The results of the analyses by size between predators suggest that there is no sharp divergence in prey abundance between size classes, except for size class V (L T > 260 mm)—only represented in C. lucerna—which resulted to be significantly different from all of the other size classes examined. Diet variation by size in C. lucerna was also reported by Colloca et al. (1994) in the Tyrrhenian Sea and by Stagioni et al. (2011) in the Adriatic Sea, albeit at smaller sizes (i.e. 14–16 cm standard length and 180 mm L T, respectively), which are possibly ascribable to the threshold from a juvenile to an adult stage.

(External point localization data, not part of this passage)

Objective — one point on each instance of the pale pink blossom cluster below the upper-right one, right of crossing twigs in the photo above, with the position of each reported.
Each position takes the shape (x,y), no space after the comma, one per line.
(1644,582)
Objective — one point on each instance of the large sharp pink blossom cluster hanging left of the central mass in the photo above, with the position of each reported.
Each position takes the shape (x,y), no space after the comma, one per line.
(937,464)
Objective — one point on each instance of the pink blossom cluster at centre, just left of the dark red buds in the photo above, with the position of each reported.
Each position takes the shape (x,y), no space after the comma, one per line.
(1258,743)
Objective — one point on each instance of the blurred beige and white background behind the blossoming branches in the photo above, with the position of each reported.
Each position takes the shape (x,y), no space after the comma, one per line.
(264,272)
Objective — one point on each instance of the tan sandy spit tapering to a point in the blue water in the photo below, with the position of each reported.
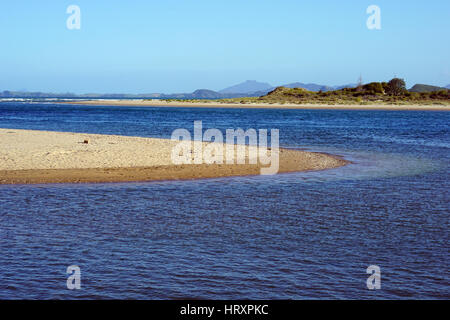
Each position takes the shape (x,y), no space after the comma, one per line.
(28,156)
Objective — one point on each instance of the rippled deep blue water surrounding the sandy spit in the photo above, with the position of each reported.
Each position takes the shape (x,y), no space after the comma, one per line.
(292,236)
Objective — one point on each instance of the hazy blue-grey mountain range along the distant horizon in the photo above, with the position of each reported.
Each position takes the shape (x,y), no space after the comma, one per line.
(249,88)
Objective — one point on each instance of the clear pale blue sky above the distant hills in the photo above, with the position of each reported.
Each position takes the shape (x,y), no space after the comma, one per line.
(182,45)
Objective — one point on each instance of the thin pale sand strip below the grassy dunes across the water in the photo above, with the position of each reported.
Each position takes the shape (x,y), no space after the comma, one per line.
(163,103)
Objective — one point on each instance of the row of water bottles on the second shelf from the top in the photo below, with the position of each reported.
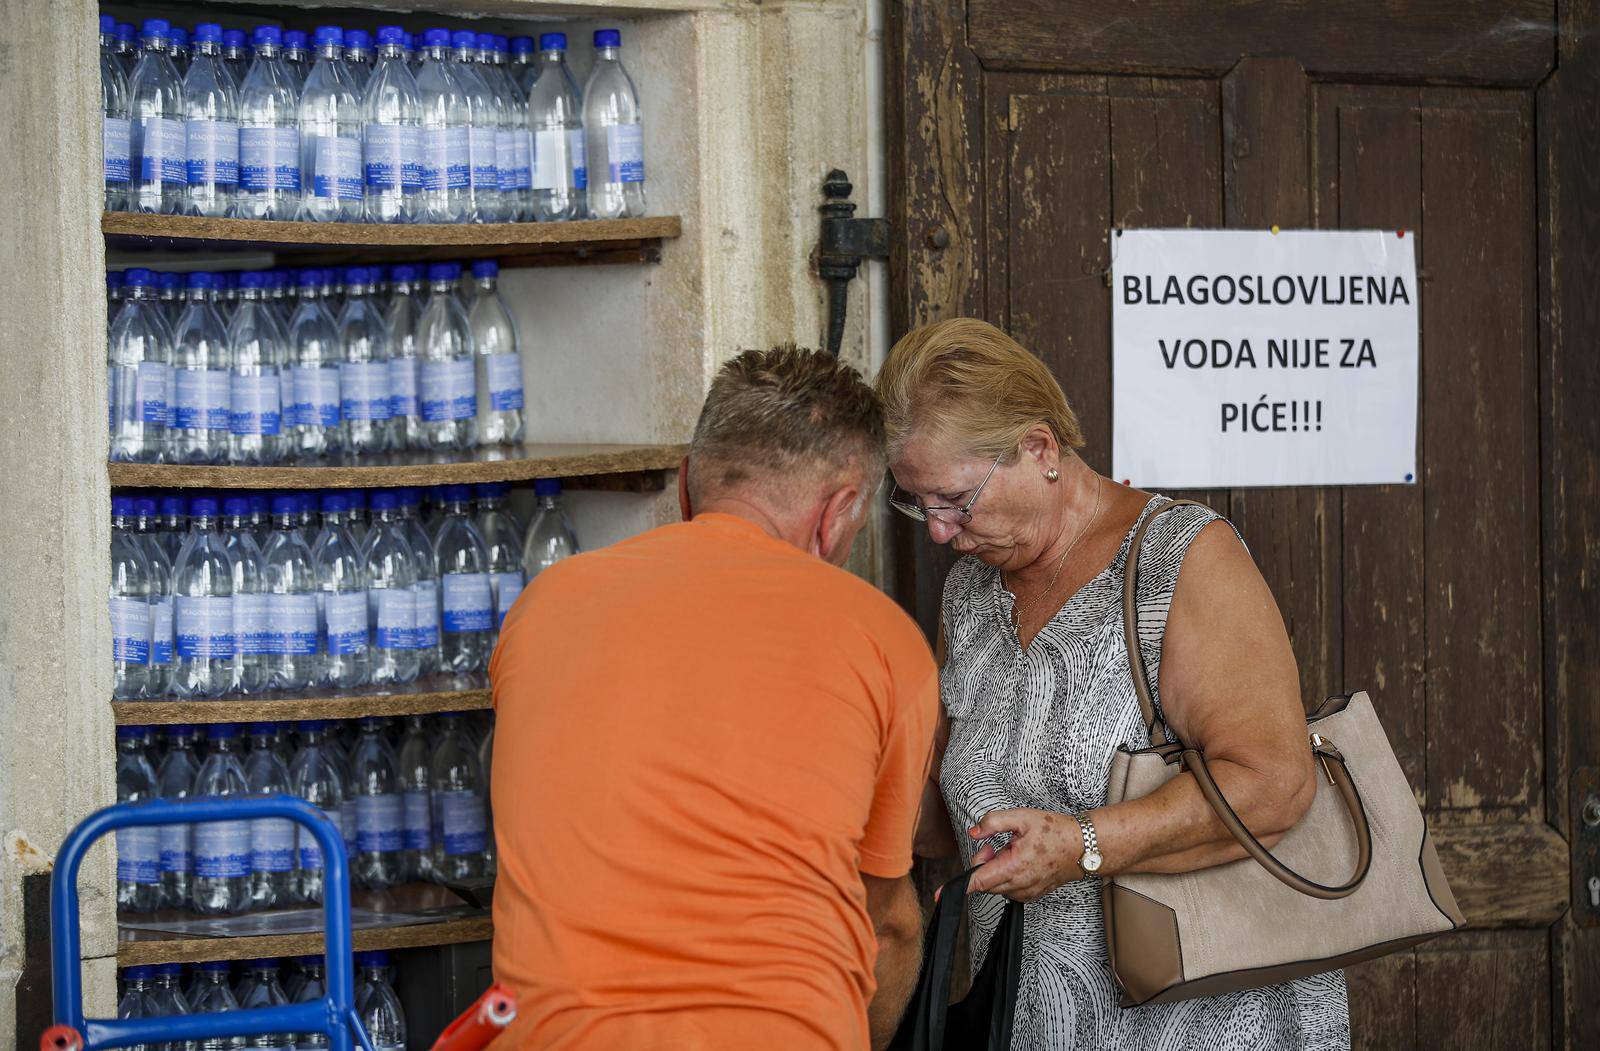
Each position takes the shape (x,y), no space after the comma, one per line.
(354,364)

Such discrepancy might be related to the fact that oil and gas platforms represent particular environments where biological parameters may be altered, as testified by the positive growth performance showed by scorpaenids associated with northern Adriatic platforms as compared to those living in natural environments (Scarcella et al. 2011a).

Unlike summer decreases in feeding activity reported for these three species in natural environments, which are possibly related to reproductive events (Bradai and Bouain 1990; Pallaoro and Jardas 1991; Morte et al. 2001; Stagioni et al. 2011), our results showed no significant temporal variations in prey abundance, thus suggesting a constant resource exploitation by the three predators throughout the year.

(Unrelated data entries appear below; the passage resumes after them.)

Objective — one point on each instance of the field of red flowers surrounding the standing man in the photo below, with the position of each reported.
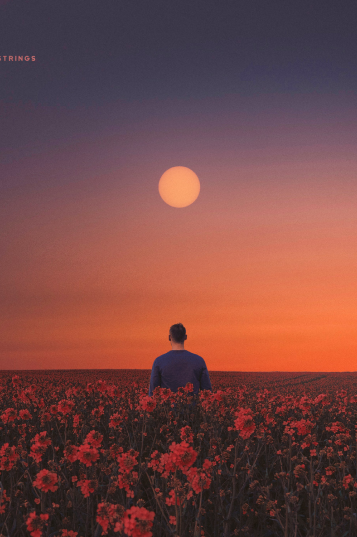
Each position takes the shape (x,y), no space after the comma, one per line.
(89,453)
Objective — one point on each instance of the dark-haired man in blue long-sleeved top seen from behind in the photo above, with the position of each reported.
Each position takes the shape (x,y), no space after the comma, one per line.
(177,367)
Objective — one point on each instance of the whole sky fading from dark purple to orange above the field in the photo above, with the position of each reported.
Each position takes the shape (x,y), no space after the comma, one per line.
(258,98)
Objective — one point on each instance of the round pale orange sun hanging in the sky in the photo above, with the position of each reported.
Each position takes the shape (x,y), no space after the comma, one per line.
(179,186)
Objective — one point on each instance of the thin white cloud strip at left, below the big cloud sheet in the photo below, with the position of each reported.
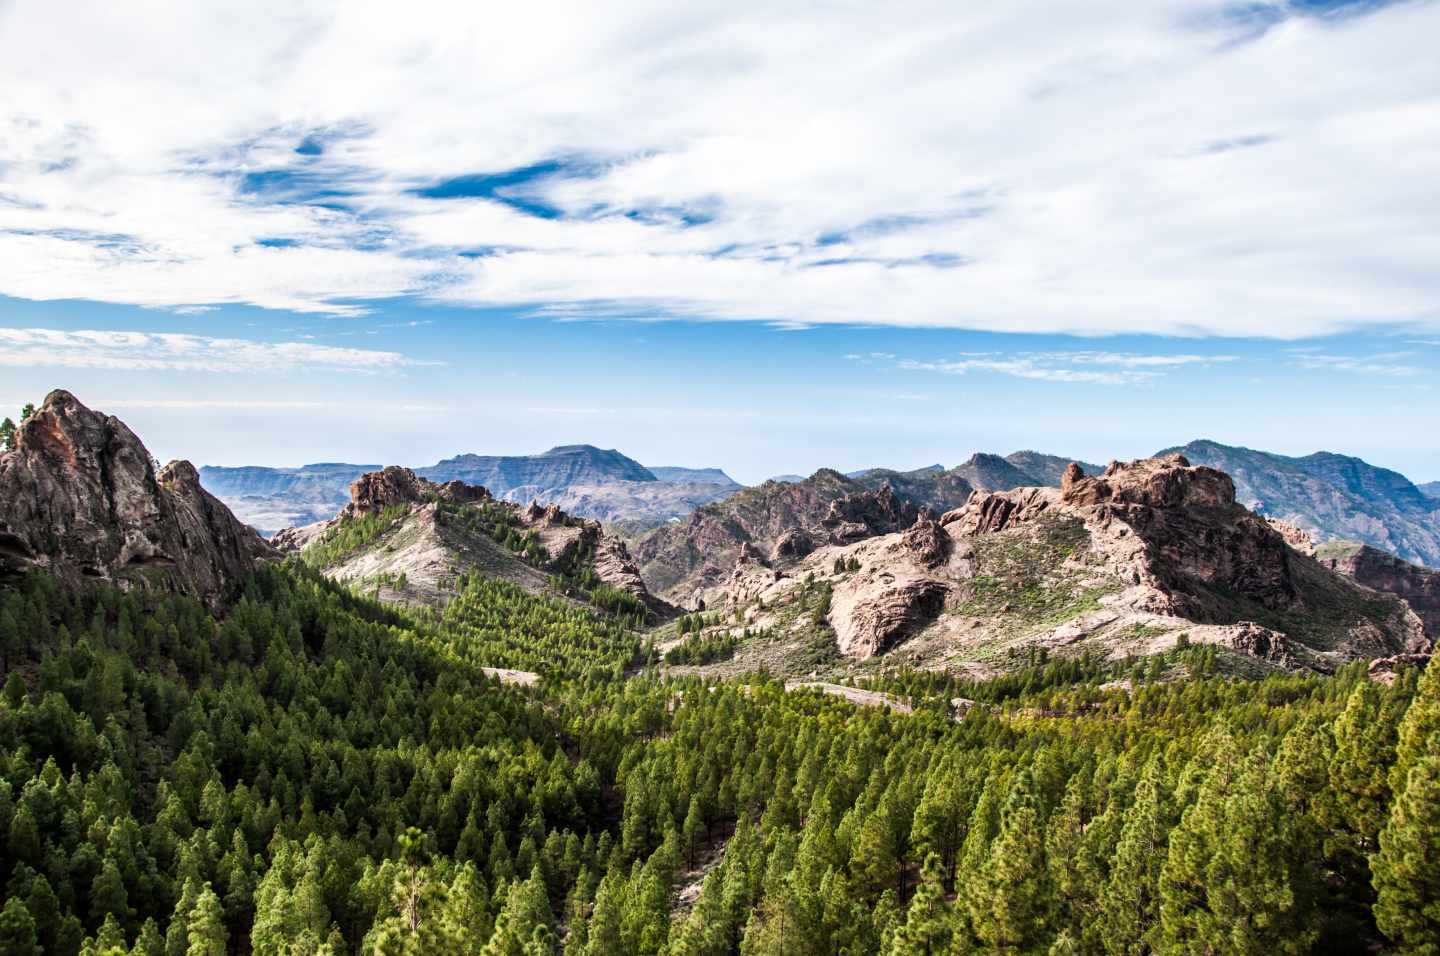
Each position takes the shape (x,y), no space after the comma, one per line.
(145,352)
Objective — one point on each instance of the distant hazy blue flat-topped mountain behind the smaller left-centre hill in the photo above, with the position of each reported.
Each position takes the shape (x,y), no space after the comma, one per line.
(584,480)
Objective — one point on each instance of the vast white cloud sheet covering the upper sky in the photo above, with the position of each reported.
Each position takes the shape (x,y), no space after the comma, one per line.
(954,168)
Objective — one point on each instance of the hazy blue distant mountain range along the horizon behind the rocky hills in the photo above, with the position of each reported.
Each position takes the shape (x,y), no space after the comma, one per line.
(1327,496)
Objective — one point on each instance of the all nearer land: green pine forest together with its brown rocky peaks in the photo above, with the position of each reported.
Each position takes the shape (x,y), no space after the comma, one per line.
(208,751)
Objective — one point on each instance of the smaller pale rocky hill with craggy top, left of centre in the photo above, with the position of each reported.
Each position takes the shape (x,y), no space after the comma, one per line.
(410,541)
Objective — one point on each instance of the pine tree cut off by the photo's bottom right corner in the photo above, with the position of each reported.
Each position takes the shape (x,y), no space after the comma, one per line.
(1408,867)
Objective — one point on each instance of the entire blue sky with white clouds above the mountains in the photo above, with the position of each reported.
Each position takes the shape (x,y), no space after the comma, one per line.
(764,238)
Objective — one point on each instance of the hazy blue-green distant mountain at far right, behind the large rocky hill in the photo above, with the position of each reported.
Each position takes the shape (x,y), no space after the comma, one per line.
(1333,497)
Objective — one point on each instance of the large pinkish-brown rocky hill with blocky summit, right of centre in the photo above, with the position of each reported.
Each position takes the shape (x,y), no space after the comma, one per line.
(1143,559)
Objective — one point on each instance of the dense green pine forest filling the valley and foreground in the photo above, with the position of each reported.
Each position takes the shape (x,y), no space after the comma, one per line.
(319,774)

Overall, predators like scorpaenids, which live in strict association with platforms in the study area, seem to rely on soft-bottom prey items rather than exploiting resources from the platforms. A similar behaviour was noticed in scorpaenids that live in association with artificial reefs, which prefer to explore the surrounding grounds for nourishment and feed very little on reef species (Relini et al. 2002). Therefore, platform-induced occurrence of scorpaenids on natural soft bottoms entails an overlap of the trophic niche between scorpaenids and the predators that are typical of soft bottoms, such as tub gurnard, leading to a competition for the same resources. Although the three predators examined massively exploit the same prey organisms (i.e. G. rhomboides), most probably because of their large availability in the area, they still show distinctive elements that characterize their diets, which let us hypothesize a certain degree of prey partitioning.